BMI indicates body mass index; ECMO, extracorporeal membrane oxygenation; IABP, intra‐aortic balloon pump; ICU, intensive care unit; IQR, interquartile range; TBI, traumatic brain injury; VAD, ventricular assist device.

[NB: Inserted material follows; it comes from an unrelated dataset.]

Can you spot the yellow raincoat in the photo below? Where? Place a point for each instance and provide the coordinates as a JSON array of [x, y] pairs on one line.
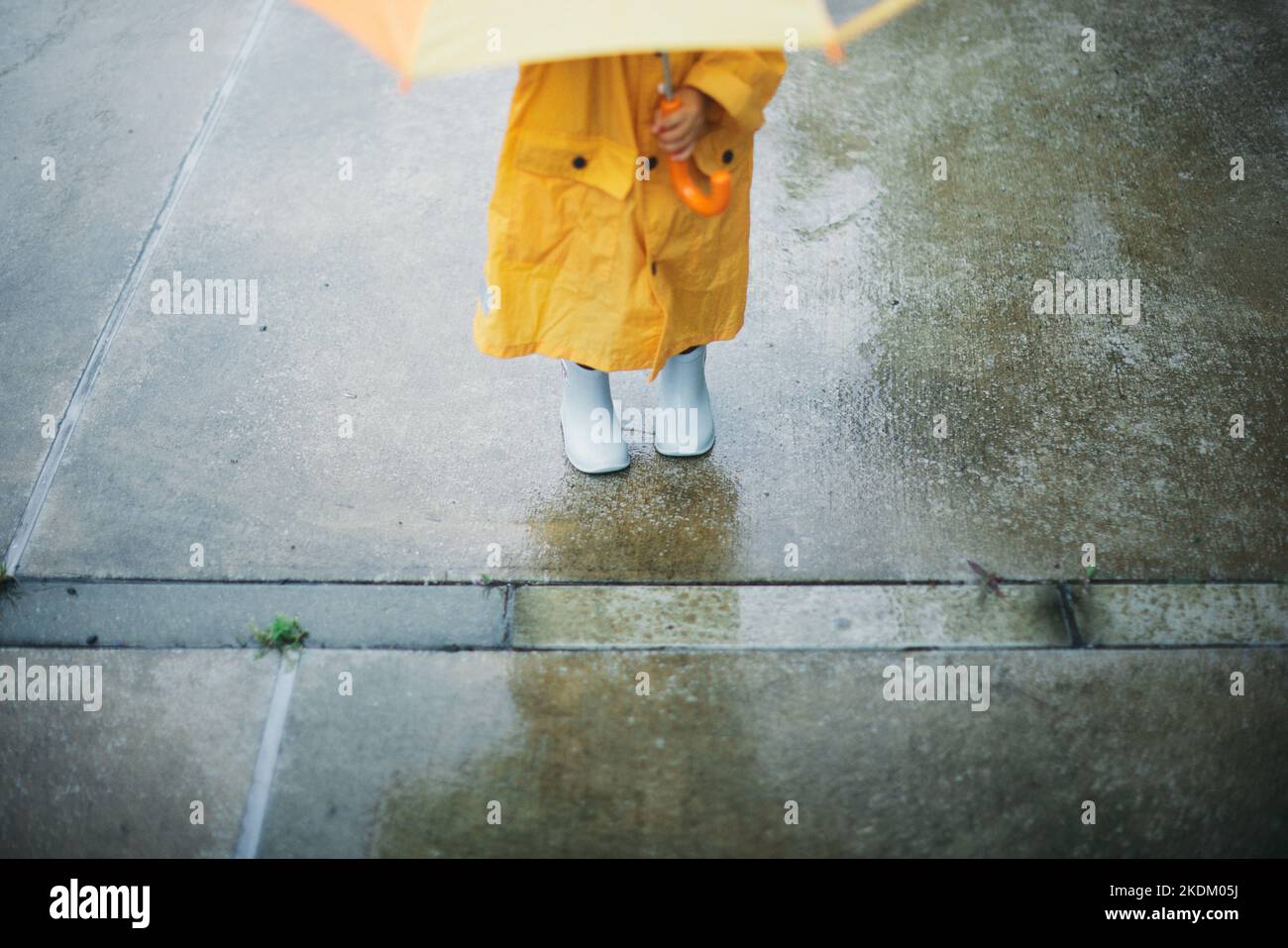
[[591, 254]]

TBI donors were mostly men (82.5% versus 58%; P<0.001), were younger (median, 26 versus 35 years P<0.001), had a lower body mass index (25.6 versus 27.2 kg/m2; P<0.001), and experienced less diabetes mellitus, hypertension, and cancer compared with the non‐TBI group. Furthermore, fewer used cocaine (14.8% versus 20.5%; P<0.001) and were cigarette smokers (10.8% versus 16.6%; P<0.001) compared with the non‐TBI group (Table 2). There was a larger tendency to perform sex mismatch of organs allocation in the non‐TBI group compared with the non‐TBI group (28.9% versus 20.9%; P<0.001).

Table 2

Demographic Characteristics of Heart Transplant Donors, Segregated by TBI as Cause of Brain Death

Variable	Non‐TBI	TBI	P Value
	(n=11 687)	(n=13 207)
Donor male sex, % (n)	58.0 (6783)	82.5 (10 890)	<0.001
Donor age, median (IQR), y	35 (19)	26 (15)	<0.001
Donor BMI, median (IQR), kg/m2	27.2 (7.8)	25.6 (6.3)	<0.001
Donor ethnicity, % (n)			<0.001
White	67.2 (7857)	62.6 (8263)
Black	14.9 (1738)	17.1 (2263)
Hispanic	14.7 (1720)	17.5 (2307)
Other	3.2 (372)	2.8 (374)
Donor history, % (n)
Cigarette use	16.6 (1941)	10.8 (1425)	<0.001
Cocaine use	20.5 (2395)	14.8 (1951)	<0.001
Alcohol abuse	16.3 (1900)	15.6 (2057)	0.146
Diabetes mellitus	5.3 (625)	1.7 (225)	<0.001
Hypertension	23.9 (2796)	6.9 (916)	<0.001
Cancer	2.4 (275)	0.7 (96)	<0.001
Donor creatinine (mg/dL), median (IQR)	1.0 (0.8)	1.0 (0.5)	<0.001
Donor bilirubin (mg/dl), median (IQR)	0.6 (0.6)	0.9 (0.8)	<0.001
Donor cause of death, % (n)			···
Anoxia	51.6 (6034)	···
Cerebrovascular/stroke	42.4 (4956)	···
Head trauma	···	100 (13 207)
CNS tumor	1.3 (156)	···
Other	4.6 (541)	···
ABO blood type, % (n)			<0.001
A	35.6 (4161)	36.4 (4809)
B	10.8 (1259)	11.2 (1473)
AB	2.0 (231)	2.5 (329)
O	51.6 (6036)	49.9 (6596)
Graft ischemic time, median (IQR), h	3.2 (1.4)	3.2 (1.4)	0.151
Sex mismatch, % (n)	28.9 (3383)	20.9 (2758)	<0.001

BMI indicates body mass index; CNS, central nervous system; IQR, interquartile range; TBI, traumatic brain injury.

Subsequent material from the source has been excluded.